Но я!.. Я на свой счет, на счет своей будущности, махнул тогда рукой. Когда страдания доходят до того, что заставляют всю нашу внутренность трещать и кряхтеть, как перегруженную телегу, им бы следовало перестать быть смешными… Но нет! смех не только сопровождает слезы до конца, до истощения, до невозможности проливать их более — где! он еще звенит и раздается там, где язык немеет и замирает сама жалоба… И потому, во-первых, так как я не намерен даже самому себе казаться смешным, а во-вторых, так как я устал ужасно, то и откладываю продолжение и, если бог даст, окончание своего рассказа до следующего дня…
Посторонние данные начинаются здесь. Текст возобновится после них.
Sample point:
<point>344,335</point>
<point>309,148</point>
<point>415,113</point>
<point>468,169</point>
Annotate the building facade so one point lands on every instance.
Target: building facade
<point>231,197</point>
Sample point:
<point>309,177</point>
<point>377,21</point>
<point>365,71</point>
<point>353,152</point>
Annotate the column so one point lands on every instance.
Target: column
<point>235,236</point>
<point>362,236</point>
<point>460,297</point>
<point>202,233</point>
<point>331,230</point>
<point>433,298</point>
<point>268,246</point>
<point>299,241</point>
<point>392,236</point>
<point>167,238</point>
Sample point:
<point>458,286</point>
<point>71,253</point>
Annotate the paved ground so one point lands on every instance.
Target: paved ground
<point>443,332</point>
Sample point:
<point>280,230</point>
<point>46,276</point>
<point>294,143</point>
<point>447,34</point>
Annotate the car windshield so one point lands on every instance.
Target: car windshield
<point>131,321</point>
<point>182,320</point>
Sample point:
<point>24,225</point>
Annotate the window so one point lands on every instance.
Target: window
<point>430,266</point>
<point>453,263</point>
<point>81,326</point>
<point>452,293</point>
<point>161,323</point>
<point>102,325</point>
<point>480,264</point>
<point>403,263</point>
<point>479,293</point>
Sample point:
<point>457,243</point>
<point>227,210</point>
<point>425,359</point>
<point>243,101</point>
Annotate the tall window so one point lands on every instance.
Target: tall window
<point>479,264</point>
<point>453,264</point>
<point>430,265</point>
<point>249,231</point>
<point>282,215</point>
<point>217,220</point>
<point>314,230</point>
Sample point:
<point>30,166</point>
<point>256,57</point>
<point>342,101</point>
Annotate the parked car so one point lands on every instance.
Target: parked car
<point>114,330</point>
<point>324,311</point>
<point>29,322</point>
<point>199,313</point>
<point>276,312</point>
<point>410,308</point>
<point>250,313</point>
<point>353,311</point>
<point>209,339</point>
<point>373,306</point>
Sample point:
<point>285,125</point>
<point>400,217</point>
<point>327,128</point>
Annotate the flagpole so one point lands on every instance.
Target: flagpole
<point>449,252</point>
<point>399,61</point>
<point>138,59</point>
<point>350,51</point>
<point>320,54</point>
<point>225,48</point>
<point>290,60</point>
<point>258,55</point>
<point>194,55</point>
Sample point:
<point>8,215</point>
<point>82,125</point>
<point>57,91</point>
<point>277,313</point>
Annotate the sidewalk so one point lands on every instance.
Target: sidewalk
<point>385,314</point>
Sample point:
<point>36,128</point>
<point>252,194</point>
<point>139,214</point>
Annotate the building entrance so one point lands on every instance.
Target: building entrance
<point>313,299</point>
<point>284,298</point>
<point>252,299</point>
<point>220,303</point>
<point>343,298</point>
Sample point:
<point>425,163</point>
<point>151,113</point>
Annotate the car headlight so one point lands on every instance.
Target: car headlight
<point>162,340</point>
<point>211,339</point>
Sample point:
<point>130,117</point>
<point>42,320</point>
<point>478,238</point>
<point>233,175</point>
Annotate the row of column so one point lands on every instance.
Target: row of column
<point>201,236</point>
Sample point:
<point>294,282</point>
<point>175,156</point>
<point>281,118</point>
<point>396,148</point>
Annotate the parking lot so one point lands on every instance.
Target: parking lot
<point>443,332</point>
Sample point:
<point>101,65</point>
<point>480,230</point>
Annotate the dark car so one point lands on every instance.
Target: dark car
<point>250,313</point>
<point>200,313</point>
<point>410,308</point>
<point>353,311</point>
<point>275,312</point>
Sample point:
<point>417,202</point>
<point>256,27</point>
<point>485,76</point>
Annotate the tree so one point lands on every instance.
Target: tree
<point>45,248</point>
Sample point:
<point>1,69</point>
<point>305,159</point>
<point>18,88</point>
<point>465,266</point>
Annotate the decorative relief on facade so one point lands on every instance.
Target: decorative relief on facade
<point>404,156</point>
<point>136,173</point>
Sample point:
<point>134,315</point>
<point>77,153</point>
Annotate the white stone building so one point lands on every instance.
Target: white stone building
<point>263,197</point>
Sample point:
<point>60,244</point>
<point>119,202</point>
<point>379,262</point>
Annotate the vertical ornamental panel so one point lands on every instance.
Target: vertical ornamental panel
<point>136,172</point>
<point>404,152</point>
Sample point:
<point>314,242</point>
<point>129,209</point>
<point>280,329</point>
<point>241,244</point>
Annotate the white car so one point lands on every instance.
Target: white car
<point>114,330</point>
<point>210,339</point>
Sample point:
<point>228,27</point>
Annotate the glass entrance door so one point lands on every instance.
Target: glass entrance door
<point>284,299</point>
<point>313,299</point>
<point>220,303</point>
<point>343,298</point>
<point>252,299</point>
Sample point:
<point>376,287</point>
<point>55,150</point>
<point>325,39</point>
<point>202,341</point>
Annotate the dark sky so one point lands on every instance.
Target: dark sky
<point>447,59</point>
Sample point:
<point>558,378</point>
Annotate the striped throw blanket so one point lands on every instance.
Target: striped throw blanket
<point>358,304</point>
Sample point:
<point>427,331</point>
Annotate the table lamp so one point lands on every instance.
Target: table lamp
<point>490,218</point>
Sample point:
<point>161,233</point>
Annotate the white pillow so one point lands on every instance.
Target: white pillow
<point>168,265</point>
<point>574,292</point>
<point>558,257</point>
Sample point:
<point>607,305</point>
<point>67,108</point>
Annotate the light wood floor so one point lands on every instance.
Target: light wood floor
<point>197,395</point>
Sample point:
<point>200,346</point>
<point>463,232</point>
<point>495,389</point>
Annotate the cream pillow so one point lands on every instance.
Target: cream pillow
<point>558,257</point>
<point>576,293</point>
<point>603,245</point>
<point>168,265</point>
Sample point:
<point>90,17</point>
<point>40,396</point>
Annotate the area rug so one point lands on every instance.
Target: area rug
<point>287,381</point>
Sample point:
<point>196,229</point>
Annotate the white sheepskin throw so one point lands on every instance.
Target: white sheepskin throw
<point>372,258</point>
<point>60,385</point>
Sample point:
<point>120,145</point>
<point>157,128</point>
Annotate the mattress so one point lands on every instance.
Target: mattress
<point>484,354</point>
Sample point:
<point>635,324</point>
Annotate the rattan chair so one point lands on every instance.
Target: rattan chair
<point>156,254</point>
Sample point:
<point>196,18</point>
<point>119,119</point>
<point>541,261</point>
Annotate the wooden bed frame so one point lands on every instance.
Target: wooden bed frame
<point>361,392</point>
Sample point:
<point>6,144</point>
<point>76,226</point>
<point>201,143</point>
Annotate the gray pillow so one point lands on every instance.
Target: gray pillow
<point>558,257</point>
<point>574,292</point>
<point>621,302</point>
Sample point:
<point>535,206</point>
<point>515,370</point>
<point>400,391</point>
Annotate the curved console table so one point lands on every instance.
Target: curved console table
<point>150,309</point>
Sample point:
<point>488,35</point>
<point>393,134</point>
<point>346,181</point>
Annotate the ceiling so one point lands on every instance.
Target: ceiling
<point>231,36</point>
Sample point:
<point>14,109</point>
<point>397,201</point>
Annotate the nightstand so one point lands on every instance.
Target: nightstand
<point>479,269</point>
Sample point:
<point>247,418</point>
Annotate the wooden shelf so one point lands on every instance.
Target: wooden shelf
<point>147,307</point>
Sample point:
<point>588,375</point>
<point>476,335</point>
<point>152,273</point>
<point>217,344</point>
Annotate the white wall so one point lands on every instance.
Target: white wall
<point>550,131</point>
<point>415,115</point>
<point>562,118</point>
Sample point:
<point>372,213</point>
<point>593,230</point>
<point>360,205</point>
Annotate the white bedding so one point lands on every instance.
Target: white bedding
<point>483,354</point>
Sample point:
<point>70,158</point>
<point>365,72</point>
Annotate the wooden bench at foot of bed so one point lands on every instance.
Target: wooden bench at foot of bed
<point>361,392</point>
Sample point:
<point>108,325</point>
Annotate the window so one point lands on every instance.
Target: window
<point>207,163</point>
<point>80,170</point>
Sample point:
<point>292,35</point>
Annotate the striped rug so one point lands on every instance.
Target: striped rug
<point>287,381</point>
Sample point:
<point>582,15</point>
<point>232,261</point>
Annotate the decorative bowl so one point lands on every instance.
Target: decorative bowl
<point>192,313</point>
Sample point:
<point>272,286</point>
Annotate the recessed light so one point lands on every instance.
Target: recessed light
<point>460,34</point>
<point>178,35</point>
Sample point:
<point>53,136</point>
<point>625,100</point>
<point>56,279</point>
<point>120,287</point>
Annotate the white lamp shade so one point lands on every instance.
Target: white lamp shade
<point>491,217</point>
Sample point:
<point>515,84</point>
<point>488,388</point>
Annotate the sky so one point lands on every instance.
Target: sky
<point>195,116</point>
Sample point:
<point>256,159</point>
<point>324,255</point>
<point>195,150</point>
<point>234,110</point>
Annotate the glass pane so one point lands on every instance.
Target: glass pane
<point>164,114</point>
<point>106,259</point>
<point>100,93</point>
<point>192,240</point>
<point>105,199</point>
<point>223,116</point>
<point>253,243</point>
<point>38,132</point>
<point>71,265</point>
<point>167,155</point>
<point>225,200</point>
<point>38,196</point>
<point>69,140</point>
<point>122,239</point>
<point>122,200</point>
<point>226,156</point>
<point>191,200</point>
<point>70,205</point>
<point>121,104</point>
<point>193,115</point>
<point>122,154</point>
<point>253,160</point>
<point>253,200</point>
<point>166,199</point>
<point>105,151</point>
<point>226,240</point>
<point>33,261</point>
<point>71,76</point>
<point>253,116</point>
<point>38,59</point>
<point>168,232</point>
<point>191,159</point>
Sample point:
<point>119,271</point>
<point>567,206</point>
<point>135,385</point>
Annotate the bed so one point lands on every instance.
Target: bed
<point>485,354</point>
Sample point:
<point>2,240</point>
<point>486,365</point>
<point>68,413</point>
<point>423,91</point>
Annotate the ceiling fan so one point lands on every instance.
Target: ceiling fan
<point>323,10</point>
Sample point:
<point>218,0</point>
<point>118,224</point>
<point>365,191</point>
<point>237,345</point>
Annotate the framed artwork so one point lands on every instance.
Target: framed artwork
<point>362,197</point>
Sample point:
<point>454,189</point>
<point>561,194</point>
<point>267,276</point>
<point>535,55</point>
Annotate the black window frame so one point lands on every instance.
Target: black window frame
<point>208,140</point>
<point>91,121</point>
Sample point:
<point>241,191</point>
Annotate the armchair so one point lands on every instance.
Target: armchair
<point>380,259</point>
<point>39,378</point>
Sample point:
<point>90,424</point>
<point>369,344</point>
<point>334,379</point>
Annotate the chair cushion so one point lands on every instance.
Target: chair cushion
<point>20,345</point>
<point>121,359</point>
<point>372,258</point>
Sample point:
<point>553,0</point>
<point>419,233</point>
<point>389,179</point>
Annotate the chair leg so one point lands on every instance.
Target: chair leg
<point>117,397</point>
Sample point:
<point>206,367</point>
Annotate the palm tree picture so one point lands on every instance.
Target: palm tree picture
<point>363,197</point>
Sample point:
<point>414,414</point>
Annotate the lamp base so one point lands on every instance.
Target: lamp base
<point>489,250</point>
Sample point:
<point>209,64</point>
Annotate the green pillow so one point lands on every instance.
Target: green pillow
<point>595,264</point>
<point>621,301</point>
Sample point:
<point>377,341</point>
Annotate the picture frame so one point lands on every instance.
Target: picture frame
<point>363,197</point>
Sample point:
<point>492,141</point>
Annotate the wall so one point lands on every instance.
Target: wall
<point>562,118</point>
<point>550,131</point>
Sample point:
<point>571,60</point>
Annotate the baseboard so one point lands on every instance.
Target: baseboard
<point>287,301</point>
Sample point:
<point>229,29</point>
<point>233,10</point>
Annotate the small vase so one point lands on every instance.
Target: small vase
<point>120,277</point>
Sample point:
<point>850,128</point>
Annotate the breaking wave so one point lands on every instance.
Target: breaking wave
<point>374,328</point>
29 марта. Легкий мороз; вчера была оттепель.
Вчера я не был в силах продолжать мой дневник: я, как Поприщин, большею частью лежал на постели* и беседовал с Терентьевной. Вот еще женщина! Шестьдесят лет тому назад она потеряла своего первого жениха от чумы, всех детей своих пережила, сама непростительно стара, пьет чай сколько душе угодно, сыта, одета тепло; а о чем, вы думаете, она вчера целый день мне говорила? Другой, уже вовсе ощипанной старухе я велел дать на жилет (она носит нагрудники в виде жилета) воротник ветхой ливреи, до половины съеденный молью… так вот отчего не ей? «А кажется, я няня ваша… О-ох, батюшка вы мой, грешно вам… А уж я-то вас, кажись, на что холила!..» и т. д. Безжалостная старуха совершенно заездила меня своими упреками… Но возвратимся к рассказу.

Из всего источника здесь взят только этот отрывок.